Bigger than this being a great project, is the ability to put people in the inner city neighborhoods to work. Congradulations to ECO and Dennis good to see you got the job.
This was a great event on yesterday. Not just because of the ground breaking on the facility and the occupants that will house the building, but also because of the minorities that were hired on this site. Hopefully this will set a precedent for other construction sites throughout the city..
Congrats to all of the workers, EUP, Carter Winstanley, Abe Nappersack, and Higher One!!
The new haven regional contractors’ alliance received a grant from the workforce alliance to design a training program and coordinated it with the winchester project. Thanks to the efforts of the alliance, the city and Winchester Development we.
How many contractors and sub-contractors are going to have illegal immigrants on this project in the near future is the ultimate question. There is a 35% unemployment rate in the African American community and when school is out the rate goes as high as 65%. Who has the answer to this chronic social problem?

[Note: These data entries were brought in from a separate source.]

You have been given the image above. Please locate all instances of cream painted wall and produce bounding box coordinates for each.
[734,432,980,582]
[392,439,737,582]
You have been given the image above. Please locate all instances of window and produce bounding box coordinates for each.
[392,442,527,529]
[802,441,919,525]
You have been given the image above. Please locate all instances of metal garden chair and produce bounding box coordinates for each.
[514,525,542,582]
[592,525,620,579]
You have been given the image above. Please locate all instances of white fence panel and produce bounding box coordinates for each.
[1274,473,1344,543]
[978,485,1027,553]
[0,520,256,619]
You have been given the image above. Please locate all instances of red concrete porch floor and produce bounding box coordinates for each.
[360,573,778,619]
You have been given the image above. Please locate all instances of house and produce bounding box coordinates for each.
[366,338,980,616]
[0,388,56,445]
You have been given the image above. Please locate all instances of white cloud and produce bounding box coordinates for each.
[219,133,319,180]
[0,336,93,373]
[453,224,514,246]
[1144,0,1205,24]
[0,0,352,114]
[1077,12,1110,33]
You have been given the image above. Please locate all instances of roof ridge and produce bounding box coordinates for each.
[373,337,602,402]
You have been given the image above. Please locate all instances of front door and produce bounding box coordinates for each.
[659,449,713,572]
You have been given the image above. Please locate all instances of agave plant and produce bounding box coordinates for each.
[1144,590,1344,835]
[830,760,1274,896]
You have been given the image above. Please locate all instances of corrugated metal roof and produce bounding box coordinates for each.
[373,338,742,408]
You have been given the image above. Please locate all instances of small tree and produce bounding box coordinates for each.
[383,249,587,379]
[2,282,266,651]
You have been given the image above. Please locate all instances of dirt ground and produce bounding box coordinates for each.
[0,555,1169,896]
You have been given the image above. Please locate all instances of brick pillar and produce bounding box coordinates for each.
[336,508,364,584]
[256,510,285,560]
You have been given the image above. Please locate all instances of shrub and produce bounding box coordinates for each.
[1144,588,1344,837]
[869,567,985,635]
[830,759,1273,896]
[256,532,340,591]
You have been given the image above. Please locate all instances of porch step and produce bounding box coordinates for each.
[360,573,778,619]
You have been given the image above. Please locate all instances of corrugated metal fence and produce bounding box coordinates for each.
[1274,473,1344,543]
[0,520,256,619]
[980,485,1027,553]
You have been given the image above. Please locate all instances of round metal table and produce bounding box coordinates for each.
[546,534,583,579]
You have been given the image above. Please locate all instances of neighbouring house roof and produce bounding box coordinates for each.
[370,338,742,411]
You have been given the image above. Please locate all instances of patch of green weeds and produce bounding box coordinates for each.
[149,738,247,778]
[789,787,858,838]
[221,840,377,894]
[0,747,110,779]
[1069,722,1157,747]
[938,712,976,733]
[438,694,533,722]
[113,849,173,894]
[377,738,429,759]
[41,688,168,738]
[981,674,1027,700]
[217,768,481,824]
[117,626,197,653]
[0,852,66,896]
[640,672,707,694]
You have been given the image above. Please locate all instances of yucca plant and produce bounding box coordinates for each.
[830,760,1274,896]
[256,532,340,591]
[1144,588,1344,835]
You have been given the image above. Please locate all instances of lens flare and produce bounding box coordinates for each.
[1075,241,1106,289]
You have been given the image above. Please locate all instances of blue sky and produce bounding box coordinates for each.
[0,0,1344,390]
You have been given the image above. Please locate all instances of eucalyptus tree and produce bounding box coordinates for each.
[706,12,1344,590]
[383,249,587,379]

Wishing both Shafiq and his wife the greatest success with their venture. Hopefully the bid process will be more open to those willing to hire individuals who reside within the city for a change.New Haven has a record of hiring outside the city while those within the city suffer high unemployment resulting in high crime. Then the outsiders look in and blame the victim for their dire conditions and declare city residents are incompetent to hold these positions.
Would someone explain to me how Mubarakah Ibrahim who last time I checked was a “modest female” fitness pioneer is now an expert in brownfield cleanup? And as for her husband, he is a cop, so what does he bring to the table in terms of environmental or construction expertise? Something does not smell right here.